Sana Biotechnology announced that a paper published in Nature Biotechnology shows its “fusogen” virus‑like particle (VLP) platform successfully achieved in vivo gene editing of human hematopoietic stem and progenitor cells (HSPCs) in preclinical murine models.
The study demonstrated that systemic delivery of optimized fusogen‑VLPs led to substantial, cell‑specific editing in long-term human HSCs residing in bone marrow. In particular, the VLPs edited loci relevant to hemoglobinopathies—including BCL11A and HBG1/2—with editing efficiencies of ~26% and ~7.5% at early time points, and also achieved ~31% editing of β2‑microglobulin at 8 weeks post dosing, indicating durable editing in long‑term HSCs.

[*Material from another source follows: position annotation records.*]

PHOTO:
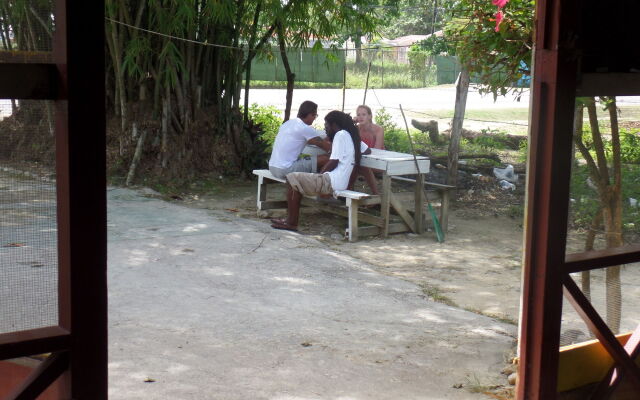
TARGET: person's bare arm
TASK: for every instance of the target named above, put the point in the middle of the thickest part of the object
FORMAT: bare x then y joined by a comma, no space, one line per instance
323,144
378,134
329,166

Importantly, the edited cells retained their long-term engraftment potential and multipotency in vivo, suggesting that the procedure did not impair their capacity to regenerate diverse blood cell lineages. The VLP design also avoided significant off‑target delivery to hepatocytes in the liver, a common safety concern in systemic gene delivery.
According to Sana, the result expands the fusogen platform’s scope beyond T‑cells (its previously demonstrated target) to HSCs—potentially enabling in vivo treatment of a broad range of blood and genetic disorders such as sickle‑cell disease and beta‑thalassemia, without the need for conditioning chemotherapy or ex vivo cell manipulation.
The company said it plans to leverage the same technology to develop an in vivo CAR‑T therapy (named SG293), with the first investigational new‑drug (IND) filing targeted as early as 2027.